Phalaenopsis


Phals fall into 3 major groups, depending on their backgrounds :

  • Moth types - large flowers - rounded petals much larger than sepals
  • Star types - large flowers - pointed petals same size as sepals
  • Multiflorals - small flowers - often with branched spikes
  • Light

    Low to medium light. Extremes in leaf appearance, such as too yellow and hard, or too dark green and soft, indicate incorrect light conditions. The leaves should be medium green and medium hard.

    Watering

    Do not allow to dry out completely, but also do not keep sopping wet !

    Temperature

    Intermediate temperatures are best. A slight rest in the fall will help to encourage blooming. This can be achieved by reducing the night temperature to 13 or 14 ° C for about 4 weeks in the fall. Water should also be reduced, and fertilizer eliminated during this time.

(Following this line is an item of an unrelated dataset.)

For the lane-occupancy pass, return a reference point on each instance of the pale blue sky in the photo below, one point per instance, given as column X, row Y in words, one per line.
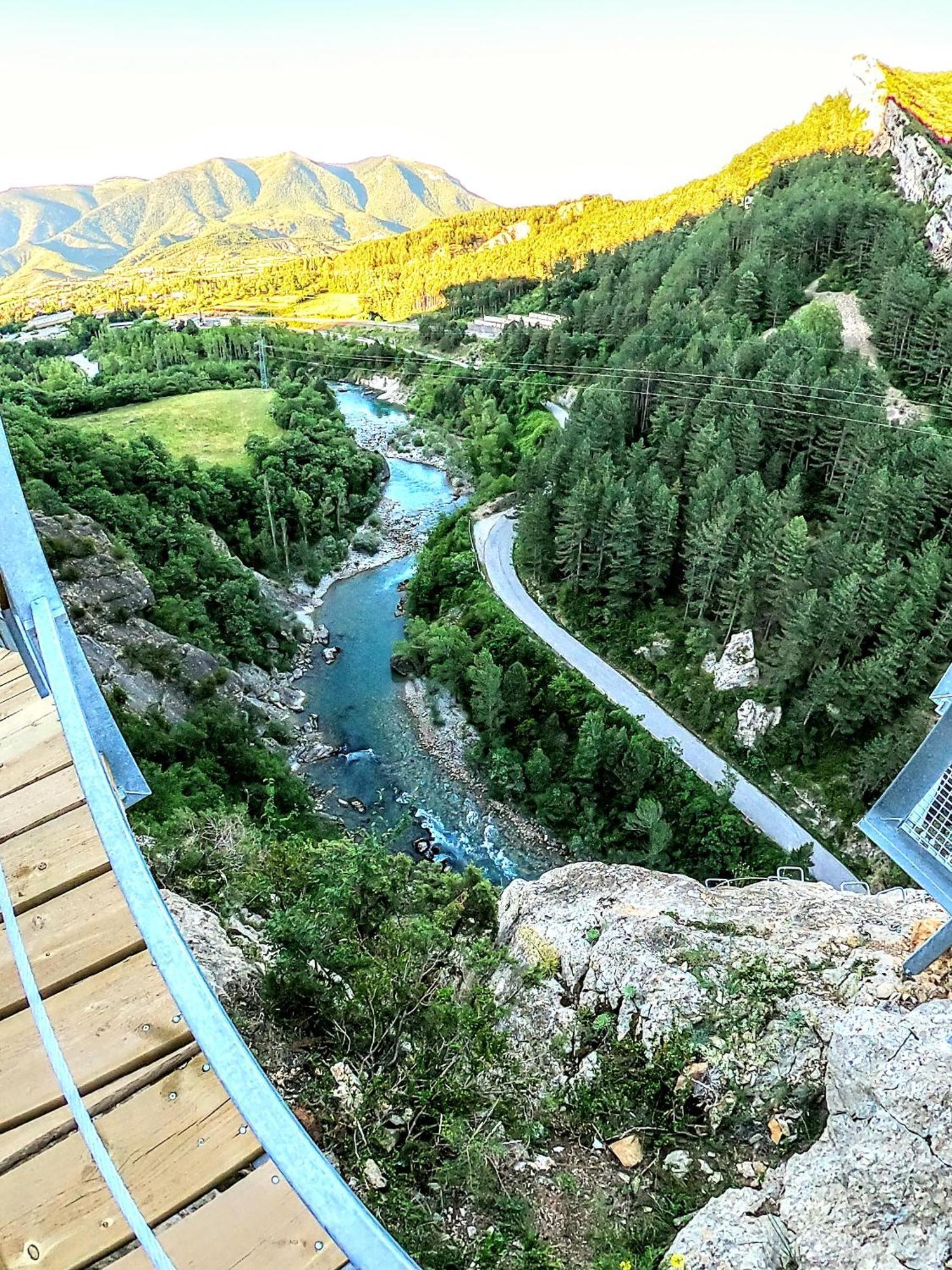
column 526, row 101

    Special Notes for Moth types :
    Flower spikes should appear during December to January. When these spikes finish blooming, a secondary spike can be induced by cutting off the old spike 1 cm. above the last unflowered node. (see diagram below)

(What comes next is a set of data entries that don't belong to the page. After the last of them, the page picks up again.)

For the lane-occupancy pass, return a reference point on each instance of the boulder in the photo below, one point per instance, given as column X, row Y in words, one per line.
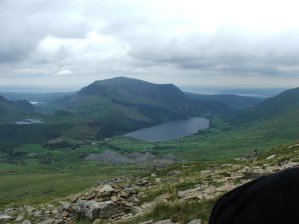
column 195, row 221
column 5, row 217
column 96, row 210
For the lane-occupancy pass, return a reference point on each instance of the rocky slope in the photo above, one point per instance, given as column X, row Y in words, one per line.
column 181, row 193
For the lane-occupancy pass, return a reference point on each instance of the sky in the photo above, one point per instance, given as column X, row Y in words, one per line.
column 65, row 45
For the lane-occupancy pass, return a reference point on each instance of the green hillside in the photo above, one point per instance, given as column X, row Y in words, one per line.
column 10, row 110
column 283, row 106
column 120, row 105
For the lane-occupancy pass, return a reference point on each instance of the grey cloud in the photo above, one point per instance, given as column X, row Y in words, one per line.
column 149, row 38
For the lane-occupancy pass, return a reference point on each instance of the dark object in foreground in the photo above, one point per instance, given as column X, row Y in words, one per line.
column 269, row 199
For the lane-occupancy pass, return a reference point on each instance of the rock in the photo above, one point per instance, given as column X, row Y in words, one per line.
column 107, row 188
column 166, row 221
column 128, row 204
column 19, row 218
column 154, row 175
column 195, row 221
column 26, row 222
column 97, row 221
column 29, row 209
column 74, row 198
column 5, row 217
column 114, row 199
column 271, row 157
column 147, row 222
column 158, row 180
column 174, row 173
column 206, row 172
column 93, row 210
column 48, row 221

    This is not recommended for young or weak plants, which should have their old spikes removed completely 3 cm. from their bases. This allows these plants to devote their energy to achieving stronger growth for improved blooming next season.

    Special Notes for Star types :
    New flower spikes should appear in late winter, and old spike may reactivate at the same time. Flowering is activated by increased light levels. When flowering is complete, do NOT remove old spikes unless they turn yellow and die off. Old spikes will often continue to bloom for several years.